Saturday, November 1, 2014
Danse Macabre (poem)
We were an unlikely pair: you, quite declasse
In your faded and dingy red sweatsuit;
Me, hardly more upright, it being a Friday.
But owing to some noblesse oblige,
Perhaps a fawning desire to please
Yourself, it could be--no matter, by streetlight
You asked me in silence to a most private soiree.
Imagine my shock, feelings of dis-ease,
Imagine my face bathed in a surreal light:
But insist you did sous la lune.
"Gimme all yo' money," is what you said.
"What?" I answered most civilly.
"Gimme yo' fuckin' money," now angrily.
"What??" I can't believe I said.
"This is a motherfuckin' gun,"
you flashed it at me,
"Gimme all yo' fuckin' money,
or I'll shoot you dead."
"What!??" (oh god) is what I said.
And so we began our intimate dance,
Joined at the hands by a chrome-
Plated wish: we whirled, twirled, and pranced.
By streetlight we danced a pas de deux,
Violently graceful beneath that moon,
And awaited one sound to extinguish the night.
Too rudely, perhaps, I broke our embrace
And ran for the warmth of a well-lit room.
You walked away, chrome in hand, some benighted
Suitor, tres triste et seul.
Friday, August 23, 2013
Mending Kit (poem)
--Provincetown, 2001
The package, palm fit, its binding skeins
of thread, its prick of needled light,
tools made neat for an alchemist's sigh:
there is nothing more real than nothing.
And here, ocean birds scream to sing
some call, their call, to the whippet wind,
to the rushing tides: and nature pins
its drooping hem with this diurnal
darning of her slow ebb and return,
the binding thread, the shoreline's rim.
We walk down the dazzled light
where waters lave this stone's slow turning.
Tuesday, May 7, 2013
In Green Harmony (poem)
--for Holly, and Pam, by the bay
1
A latticed, green world and and water-lily light
were but last year's dazzle of pink
limbs, a mere scarlet of passion afloat,
awash, adrift and terribly undulant
to these milk-dowsed eyes;
and Claude Monet watched it all, la nymphea,
goat-tongued poet, and moon child one.
2
Once, by Marin's redolently blue bay,
a small boy heard the contentious gulls
skate eggshell skies, saw the distant buoys
of men at work, felt the ineffable, keen pull,
the wounded words of waves;
and the air could glimmer, then, as the diamond daze
of fog dissolved into indeterminate day.
3
And what child was it, upon Fuji's sacred loom,
squatted beneath kitchen table, sensed in limbs,
such fragile limbs, earth and sky tumble, felt doom
in the rising sun, and shook to trees nimbly
dancing?

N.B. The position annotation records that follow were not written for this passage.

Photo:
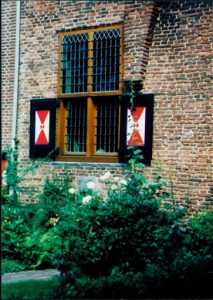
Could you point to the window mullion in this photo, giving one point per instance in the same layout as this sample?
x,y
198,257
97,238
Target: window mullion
x,y
90,127
90,56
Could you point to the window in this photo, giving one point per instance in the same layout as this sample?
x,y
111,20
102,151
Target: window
x,y
90,82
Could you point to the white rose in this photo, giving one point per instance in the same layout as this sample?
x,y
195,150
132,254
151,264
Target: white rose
x,y
114,187
86,199
105,176
116,179
123,181
72,191
90,185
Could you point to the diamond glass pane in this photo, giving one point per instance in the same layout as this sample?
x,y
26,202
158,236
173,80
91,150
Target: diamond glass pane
x,y
106,60
75,63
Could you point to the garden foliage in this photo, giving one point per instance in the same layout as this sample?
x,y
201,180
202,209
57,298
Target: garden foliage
x,y
133,243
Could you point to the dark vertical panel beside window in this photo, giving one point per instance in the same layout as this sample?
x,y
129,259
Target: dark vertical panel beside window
x,y
76,126
107,125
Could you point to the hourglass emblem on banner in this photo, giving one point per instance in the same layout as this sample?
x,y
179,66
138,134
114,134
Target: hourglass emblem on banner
x,y
42,118
136,126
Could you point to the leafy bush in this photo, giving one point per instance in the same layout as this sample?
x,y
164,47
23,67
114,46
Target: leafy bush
x,y
131,245
134,243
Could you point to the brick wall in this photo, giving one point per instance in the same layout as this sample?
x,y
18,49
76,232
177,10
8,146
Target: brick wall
x,y
166,46
179,74
8,34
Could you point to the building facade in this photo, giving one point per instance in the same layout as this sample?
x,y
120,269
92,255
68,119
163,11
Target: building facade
x,y
81,56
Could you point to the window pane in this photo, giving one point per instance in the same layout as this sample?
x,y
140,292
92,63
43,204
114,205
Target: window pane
x,y
76,126
74,63
107,125
106,60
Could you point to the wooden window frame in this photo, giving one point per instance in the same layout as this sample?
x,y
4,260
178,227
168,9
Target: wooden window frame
x,y
90,155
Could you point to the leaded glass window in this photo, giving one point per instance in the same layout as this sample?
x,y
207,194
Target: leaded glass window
x,y
90,83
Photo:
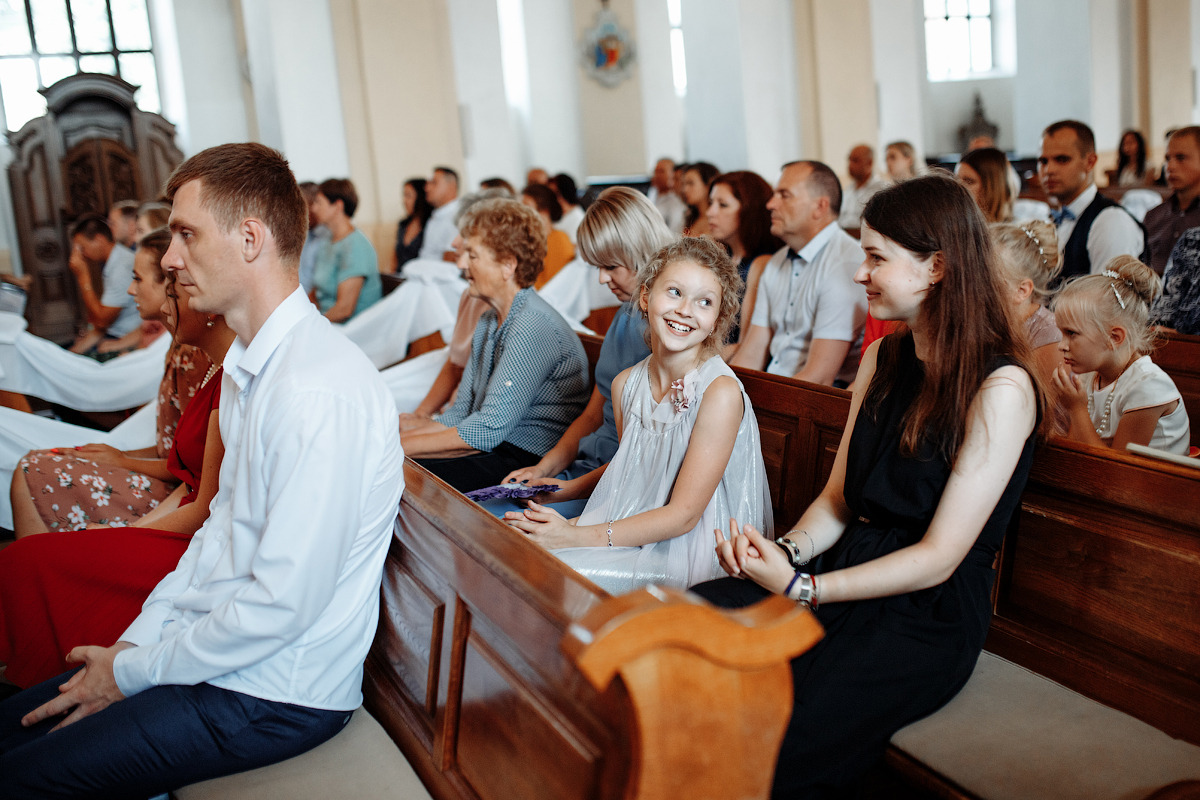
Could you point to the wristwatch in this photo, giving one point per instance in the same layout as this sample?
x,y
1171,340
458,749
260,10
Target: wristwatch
x,y
793,553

Memory's dim room:
in amah's tow, riding the nickeling train where
green waves of rye breathe still, en plein air.
4
Yes, many decades since, when Monet surely knew
the joy of this prismed light, saw the willow's
weeping green, a bed of flowers, its sinewed,
power of scarlet and purple, its prolific yellow,
the sky and its watery blue--
his blinded eyes now hang upon Chicago's walls,
none the less for that, remembering it all.
5
And you, poised upon the slopes of Big Sur,
peering west into the next millennium,
what will you see to remember, what remember
to see? what vision now innocent
become your roseate blur,
more accurate than true? In a green harmony,
the mind sways easy on a widening sea.